You are viewing a plain text version of this content. The canonical link for it is here.
Posted to java-user@lucene.apache.org by Jean-Baptiste Reure <jb...@weborganic.com> on 2011/04/05 09:49:00 UTC

Question about open files

Hi all,

I have been looking for information about this and found a few things here
and there but nothing very clear on when files are opened and closed by
Lucene.

We have an application that uses Lucene quite heavily in the following
fashion: there are multiple indexes in use at all times. For each index, a
single IndexWriter object is constantly opened (and used to update the
index) and a single IndexReader is also constantly opened. This Reader is
created using the almost real-time reader of the IndexWriter. The Reader is
used to query the index and when the Writer updates an index, the
corresponding reader is re-opened and the previous one is discarded when all
searches using it are finished. Periodically, the index is optimised if it
needs to be (if the writer has been used).

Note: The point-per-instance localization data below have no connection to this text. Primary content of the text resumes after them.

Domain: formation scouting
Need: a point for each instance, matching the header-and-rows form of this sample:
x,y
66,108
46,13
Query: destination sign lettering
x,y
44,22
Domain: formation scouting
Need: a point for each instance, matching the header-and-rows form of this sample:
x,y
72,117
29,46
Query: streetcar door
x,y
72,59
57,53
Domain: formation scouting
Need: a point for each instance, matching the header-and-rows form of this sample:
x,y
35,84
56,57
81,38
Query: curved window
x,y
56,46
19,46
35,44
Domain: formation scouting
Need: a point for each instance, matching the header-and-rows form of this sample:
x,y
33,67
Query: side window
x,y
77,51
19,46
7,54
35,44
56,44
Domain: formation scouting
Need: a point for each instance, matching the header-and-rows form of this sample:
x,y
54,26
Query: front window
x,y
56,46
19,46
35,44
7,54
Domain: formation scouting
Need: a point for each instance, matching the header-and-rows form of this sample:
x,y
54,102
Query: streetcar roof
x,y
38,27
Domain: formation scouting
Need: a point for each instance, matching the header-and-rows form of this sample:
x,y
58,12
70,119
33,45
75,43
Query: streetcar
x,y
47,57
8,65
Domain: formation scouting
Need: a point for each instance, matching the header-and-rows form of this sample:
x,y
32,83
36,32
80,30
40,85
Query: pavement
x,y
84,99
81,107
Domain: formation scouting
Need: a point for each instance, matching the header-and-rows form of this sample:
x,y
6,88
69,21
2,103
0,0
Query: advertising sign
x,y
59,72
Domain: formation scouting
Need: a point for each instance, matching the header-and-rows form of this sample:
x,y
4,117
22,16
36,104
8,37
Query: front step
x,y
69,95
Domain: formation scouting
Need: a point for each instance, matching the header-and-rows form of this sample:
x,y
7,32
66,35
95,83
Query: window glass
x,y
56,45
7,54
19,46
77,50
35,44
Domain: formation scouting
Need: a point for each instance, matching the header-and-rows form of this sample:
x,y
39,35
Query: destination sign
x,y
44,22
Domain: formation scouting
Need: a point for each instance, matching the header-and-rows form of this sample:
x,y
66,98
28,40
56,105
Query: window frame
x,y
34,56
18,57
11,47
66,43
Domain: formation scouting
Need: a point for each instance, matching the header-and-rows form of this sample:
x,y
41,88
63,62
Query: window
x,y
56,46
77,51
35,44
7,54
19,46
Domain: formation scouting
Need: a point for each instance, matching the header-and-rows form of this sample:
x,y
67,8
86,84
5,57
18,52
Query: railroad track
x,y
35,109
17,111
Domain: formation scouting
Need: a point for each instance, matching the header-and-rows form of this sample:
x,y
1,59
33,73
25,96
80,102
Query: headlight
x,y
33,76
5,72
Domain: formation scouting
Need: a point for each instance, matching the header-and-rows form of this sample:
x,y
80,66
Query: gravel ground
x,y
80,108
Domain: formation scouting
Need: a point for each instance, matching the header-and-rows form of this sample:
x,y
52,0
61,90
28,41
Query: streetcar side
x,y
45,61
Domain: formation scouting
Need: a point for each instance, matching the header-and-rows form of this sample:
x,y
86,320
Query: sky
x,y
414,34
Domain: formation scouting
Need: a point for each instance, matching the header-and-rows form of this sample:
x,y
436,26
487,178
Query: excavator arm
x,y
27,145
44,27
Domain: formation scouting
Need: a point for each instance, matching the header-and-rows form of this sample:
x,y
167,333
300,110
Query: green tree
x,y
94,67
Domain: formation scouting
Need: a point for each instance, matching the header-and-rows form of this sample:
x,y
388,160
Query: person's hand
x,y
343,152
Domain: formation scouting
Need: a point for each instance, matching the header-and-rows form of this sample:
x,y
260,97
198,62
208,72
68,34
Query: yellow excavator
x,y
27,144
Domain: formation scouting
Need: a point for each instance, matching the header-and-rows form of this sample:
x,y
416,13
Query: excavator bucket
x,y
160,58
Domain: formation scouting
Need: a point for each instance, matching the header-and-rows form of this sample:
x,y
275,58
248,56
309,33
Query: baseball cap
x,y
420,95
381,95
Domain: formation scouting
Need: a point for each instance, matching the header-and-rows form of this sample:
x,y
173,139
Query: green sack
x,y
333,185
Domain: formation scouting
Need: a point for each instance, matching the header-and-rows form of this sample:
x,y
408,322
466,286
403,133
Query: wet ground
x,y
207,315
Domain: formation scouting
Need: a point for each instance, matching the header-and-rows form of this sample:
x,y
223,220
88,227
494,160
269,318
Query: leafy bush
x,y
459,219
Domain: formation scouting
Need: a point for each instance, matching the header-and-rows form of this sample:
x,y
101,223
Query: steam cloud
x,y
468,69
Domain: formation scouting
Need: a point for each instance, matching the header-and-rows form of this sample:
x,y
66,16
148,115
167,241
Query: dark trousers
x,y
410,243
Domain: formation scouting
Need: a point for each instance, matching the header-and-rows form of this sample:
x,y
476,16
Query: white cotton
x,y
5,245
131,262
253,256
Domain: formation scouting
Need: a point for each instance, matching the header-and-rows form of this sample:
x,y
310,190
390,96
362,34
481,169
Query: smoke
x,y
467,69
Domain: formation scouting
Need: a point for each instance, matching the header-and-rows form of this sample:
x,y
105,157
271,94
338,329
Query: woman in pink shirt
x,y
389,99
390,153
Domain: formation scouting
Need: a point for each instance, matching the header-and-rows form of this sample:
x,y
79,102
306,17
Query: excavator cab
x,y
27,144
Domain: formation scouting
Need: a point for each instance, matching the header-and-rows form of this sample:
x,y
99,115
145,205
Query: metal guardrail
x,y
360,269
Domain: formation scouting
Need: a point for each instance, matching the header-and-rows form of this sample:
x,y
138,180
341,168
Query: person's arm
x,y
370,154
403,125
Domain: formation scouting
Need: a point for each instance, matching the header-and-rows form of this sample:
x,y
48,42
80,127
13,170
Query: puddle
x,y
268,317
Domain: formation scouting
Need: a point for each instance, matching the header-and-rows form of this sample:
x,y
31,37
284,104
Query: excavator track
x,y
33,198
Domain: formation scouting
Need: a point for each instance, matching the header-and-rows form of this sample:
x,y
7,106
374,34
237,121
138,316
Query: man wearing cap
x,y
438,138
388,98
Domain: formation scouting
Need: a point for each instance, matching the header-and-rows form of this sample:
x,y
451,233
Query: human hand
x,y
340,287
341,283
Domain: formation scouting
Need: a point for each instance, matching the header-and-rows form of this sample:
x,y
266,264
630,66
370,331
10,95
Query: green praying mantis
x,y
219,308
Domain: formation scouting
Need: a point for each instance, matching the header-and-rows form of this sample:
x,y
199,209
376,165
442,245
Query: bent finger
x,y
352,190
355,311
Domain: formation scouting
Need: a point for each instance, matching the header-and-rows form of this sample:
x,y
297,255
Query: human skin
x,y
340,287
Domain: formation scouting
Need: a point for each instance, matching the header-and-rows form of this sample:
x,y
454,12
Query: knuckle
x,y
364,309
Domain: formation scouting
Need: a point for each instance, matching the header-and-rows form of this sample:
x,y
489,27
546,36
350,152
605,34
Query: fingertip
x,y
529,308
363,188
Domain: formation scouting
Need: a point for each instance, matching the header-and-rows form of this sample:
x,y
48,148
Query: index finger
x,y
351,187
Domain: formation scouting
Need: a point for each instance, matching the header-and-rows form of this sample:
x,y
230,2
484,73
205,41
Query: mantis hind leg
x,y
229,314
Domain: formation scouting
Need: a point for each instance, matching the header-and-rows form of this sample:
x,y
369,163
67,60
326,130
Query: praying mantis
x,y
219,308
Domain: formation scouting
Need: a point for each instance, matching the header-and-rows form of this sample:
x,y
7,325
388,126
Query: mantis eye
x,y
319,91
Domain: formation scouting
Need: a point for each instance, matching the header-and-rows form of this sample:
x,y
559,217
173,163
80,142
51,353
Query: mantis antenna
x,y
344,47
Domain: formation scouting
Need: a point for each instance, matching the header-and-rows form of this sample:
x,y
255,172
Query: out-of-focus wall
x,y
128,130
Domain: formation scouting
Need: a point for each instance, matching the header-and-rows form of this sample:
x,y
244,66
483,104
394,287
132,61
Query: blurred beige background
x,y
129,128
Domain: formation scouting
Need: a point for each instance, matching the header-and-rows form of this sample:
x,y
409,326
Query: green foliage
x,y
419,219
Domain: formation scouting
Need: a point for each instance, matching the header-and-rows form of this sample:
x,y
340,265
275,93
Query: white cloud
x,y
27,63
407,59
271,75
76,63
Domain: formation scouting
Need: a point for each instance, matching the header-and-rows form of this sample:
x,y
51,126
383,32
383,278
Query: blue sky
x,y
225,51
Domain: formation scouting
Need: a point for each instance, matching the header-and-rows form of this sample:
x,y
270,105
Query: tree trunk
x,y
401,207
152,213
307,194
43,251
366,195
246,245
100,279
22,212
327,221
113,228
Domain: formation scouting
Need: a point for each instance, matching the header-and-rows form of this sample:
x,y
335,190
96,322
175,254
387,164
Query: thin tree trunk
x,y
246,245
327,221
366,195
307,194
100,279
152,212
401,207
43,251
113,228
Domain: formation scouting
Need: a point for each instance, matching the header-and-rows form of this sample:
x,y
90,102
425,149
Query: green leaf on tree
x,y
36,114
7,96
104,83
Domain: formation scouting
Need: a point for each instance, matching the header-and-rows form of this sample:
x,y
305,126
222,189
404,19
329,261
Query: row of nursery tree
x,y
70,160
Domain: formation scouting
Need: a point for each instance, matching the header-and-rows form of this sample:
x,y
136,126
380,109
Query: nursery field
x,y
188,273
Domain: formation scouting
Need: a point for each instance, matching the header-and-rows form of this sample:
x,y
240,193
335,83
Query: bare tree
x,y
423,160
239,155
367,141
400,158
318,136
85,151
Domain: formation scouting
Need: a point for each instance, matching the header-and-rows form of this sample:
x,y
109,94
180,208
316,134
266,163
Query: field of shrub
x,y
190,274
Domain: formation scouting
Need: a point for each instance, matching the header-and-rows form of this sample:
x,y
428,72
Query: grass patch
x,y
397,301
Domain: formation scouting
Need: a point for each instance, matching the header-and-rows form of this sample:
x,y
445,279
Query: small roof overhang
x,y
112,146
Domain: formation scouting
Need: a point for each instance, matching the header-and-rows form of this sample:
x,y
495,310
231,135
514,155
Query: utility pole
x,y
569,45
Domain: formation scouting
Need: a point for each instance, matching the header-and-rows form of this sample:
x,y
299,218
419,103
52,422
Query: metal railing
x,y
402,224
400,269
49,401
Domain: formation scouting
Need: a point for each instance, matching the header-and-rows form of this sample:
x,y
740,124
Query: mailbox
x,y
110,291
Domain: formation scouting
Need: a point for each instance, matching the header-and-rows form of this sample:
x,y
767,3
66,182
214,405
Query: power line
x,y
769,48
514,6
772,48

This is all working perfectly fine but we've been running into an issue
recently when we've add a lot of indexes on one server (more than a 1000
indexes). This led to the "Too many open files" exception, so we increased
the number of open files allowed on that server but obviously, it's a
temporary solution.

So we decided to implement a mechanism that would keep only a maximum number
of indexes "open" at all times. When the maximum number is reached, the
least recently used indexes are closed (closing the IndexWriter and the
IndexReader), and if these indexes are needed again in the future, they are
"re-opened".
This is functioning fine as well, as we can see ".lock" files appearing and
disappearing in the index directories, but handles on the segment files are
still in use.

So my question is when are these file handles discarded? I was under the
impression from reading the documentation that closing an IndexReader was
enough to close the files associated with that reader but we went even
further by closing the IndexWriter as well but to no avail. If it should
work that way, it means we have a bug somewhere with readers not being
closed properly but I couldn't find one last time I checked.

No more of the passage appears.